Did I ever mention that I hate the Victorian era? Well, I do. I truly do. It gets on my nerves so much that I'm almost tempted to drop Literature.
Argh. Screw it. That was yesterday and I wasn't too disappointed, truth be told, because it was largely over-shadowed by the fact that I saw my cager first thing in the morning, at the canteen. Isn't it nice? I think it is. He was with his friends, all basketballers, so I didn't do anything then. If I'd known that I wasn't going to see him anymore for the rest of the day and for the whole of today, I think I would've done something.
In fact, I was so determined to get his number today that... yeah. The details are for myself to know only. But I didn't see him anyway so what the hell.

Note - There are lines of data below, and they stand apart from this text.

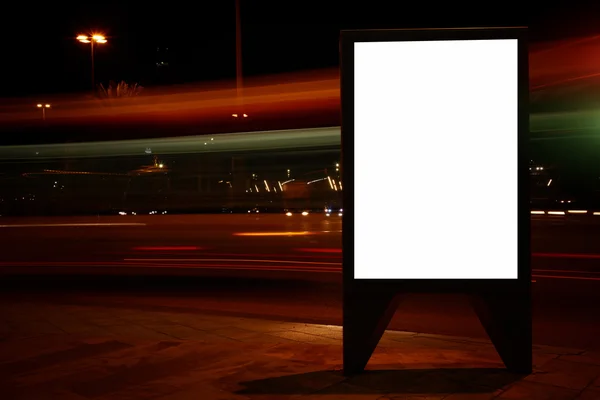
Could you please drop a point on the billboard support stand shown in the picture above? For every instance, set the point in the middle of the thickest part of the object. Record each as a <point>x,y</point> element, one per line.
<point>506,317</point>
<point>366,316</point>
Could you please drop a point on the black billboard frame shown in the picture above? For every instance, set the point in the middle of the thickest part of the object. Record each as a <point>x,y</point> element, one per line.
<point>503,306</point>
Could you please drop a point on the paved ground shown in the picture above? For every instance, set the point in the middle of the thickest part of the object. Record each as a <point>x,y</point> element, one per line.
<point>76,352</point>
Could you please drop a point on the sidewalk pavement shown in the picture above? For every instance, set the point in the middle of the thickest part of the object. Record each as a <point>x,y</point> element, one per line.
<point>77,352</point>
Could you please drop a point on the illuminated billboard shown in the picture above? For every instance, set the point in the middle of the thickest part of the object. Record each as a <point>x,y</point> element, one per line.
<point>434,164</point>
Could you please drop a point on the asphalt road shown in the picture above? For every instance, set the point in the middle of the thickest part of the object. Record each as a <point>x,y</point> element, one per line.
<point>278,267</point>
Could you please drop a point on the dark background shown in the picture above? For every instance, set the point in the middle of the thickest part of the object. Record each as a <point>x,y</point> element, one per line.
<point>40,54</point>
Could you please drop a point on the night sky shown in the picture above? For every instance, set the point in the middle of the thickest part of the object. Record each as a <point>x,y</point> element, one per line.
<point>40,53</point>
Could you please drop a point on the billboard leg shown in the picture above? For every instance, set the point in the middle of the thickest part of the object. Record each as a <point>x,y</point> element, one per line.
<point>366,316</point>
<point>506,318</point>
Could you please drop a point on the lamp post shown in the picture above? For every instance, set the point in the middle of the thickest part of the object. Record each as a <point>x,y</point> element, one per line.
<point>43,107</point>
<point>91,39</point>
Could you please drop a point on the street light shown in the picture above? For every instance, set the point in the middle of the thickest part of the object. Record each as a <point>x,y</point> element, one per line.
<point>43,107</point>
<point>91,39</point>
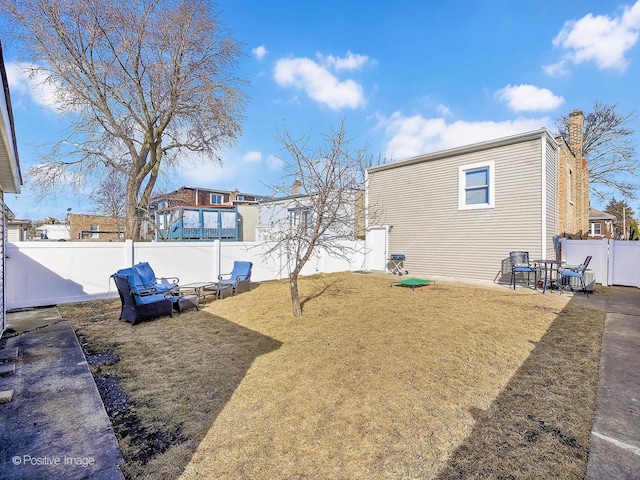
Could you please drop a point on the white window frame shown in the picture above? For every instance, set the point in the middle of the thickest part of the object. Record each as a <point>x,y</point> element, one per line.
<point>462,185</point>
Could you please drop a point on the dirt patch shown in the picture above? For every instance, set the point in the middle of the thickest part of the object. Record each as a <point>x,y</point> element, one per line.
<point>127,424</point>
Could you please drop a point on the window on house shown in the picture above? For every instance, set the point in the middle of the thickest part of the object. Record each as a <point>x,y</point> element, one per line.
<point>476,186</point>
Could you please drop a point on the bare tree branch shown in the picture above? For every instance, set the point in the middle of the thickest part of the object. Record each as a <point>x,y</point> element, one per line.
<point>140,83</point>
<point>320,188</point>
<point>610,150</point>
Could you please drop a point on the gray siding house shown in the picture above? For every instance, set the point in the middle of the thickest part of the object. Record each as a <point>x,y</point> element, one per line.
<point>10,177</point>
<point>459,212</point>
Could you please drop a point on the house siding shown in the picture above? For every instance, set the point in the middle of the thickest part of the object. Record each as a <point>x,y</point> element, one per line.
<point>551,153</point>
<point>3,247</point>
<point>420,202</point>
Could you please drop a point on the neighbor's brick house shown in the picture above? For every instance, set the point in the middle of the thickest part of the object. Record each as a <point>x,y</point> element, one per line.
<point>573,182</point>
<point>601,224</point>
<point>95,227</point>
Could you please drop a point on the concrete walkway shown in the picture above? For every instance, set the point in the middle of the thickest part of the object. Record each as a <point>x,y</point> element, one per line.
<point>615,437</point>
<point>54,425</point>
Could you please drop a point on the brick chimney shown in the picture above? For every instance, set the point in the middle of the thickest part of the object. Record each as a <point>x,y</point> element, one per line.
<point>576,122</point>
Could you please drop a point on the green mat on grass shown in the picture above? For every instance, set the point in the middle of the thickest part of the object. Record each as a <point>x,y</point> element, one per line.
<point>413,282</point>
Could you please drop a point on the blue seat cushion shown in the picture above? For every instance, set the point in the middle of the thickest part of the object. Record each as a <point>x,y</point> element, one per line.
<point>241,271</point>
<point>146,273</point>
<point>524,269</point>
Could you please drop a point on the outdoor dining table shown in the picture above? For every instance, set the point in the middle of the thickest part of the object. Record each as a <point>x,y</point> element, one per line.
<point>548,265</point>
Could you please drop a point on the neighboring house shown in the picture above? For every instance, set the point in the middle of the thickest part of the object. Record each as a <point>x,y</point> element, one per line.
<point>201,197</point>
<point>17,230</point>
<point>460,212</point>
<point>95,227</point>
<point>211,218</point>
<point>573,182</point>
<point>53,231</point>
<point>600,224</point>
<point>197,224</point>
<point>279,214</point>
<point>10,176</point>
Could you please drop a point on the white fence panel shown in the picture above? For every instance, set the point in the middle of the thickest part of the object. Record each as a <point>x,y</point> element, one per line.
<point>48,273</point>
<point>189,261</point>
<point>574,252</point>
<point>625,263</point>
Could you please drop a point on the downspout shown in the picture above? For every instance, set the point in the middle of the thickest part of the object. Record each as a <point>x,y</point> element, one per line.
<point>543,203</point>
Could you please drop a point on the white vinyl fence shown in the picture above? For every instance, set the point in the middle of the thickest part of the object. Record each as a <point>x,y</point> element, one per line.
<point>49,273</point>
<point>615,262</point>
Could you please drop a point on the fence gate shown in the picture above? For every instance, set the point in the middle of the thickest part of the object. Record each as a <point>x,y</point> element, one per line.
<point>624,261</point>
<point>615,262</point>
<point>376,247</point>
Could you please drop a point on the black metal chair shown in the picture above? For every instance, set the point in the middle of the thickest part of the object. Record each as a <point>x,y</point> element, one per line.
<point>567,274</point>
<point>520,264</point>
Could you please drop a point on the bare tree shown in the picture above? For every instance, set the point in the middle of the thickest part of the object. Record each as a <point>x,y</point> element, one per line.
<point>320,191</point>
<point>110,197</point>
<point>609,148</point>
<point>625,224</point>
<point>140,82</point>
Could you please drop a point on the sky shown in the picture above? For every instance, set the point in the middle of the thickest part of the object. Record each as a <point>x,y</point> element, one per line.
<point>407,78</point>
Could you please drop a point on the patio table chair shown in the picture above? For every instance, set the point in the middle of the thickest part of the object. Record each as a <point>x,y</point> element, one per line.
<point>138,302</point>
<point>567,274</point>
<point>238,280</point>
<point>520,264</point>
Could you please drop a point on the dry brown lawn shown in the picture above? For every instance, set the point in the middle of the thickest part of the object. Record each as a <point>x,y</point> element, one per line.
<point>447,381</point>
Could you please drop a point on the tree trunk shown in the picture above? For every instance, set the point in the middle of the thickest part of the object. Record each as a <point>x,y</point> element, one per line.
<point>133,217</point>
<point>295,296</point>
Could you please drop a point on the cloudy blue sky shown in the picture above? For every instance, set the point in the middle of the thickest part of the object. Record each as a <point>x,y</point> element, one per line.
<point>407,77</point>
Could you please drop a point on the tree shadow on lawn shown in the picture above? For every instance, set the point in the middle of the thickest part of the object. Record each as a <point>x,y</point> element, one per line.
<point>165,381</point>
<point>540,424</point>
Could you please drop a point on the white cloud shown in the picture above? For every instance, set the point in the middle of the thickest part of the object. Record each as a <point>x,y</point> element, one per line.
<point>252,157</point>
<point>443,110</point>
<point>600,38</point>
<point>416,135</point>
<point>209,173</point>
<point>260,52</point>
<point>350,62</point>
<point>557,69</point>
<point>318,83</point>
<point>23,79</point>
<point>529,98</point>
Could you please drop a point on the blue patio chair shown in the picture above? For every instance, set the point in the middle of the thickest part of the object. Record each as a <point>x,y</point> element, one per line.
<point>139,303</point>
<point>147,279</point>
<point>238,280</point>
<point>568,273</point>
<point>520,264</point>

I'm going to get his number by the end of the week. The New Kid's mate is trying to get it for me (although she doesn't know that it's for me, 'cause The New Kid didn't tell her that I'm the girl who's interested) but yeah, I don't need the favour. More fun getting it myself.
And I can. And I will. I will charm him with my disarming smile and....
Fuck, I think I'm going to throw up.
I'm a bit crazy today. I have a Maths test tomorrow. I can't fail it. Especially not after last week, the week that my grades started going down the drain. I mean, I had three tests in a row on Friday and a fucked up Econs test on Thursday. And I'm going to fail all of them. In fact, I've already failed Literature.
Such an irony, you know. That was the first test I've failed so far... Literature. My first subject to fail. I think I can just laugh and die in the process.
So back to the Maths test. I can't fail. This is like basketball, the importance of scoring the first basket during crunch time. Or even just scoring the opening basket of the match. It's a morale booster, something that lets you know all's not lost, that there's still some hope left for you to turn the tide.
And I desperately have to turn the tide. I can't stand failing. Failing is unacceptable.
Geniuses like me shouldn't fail.
And I'm not just talking about tests results.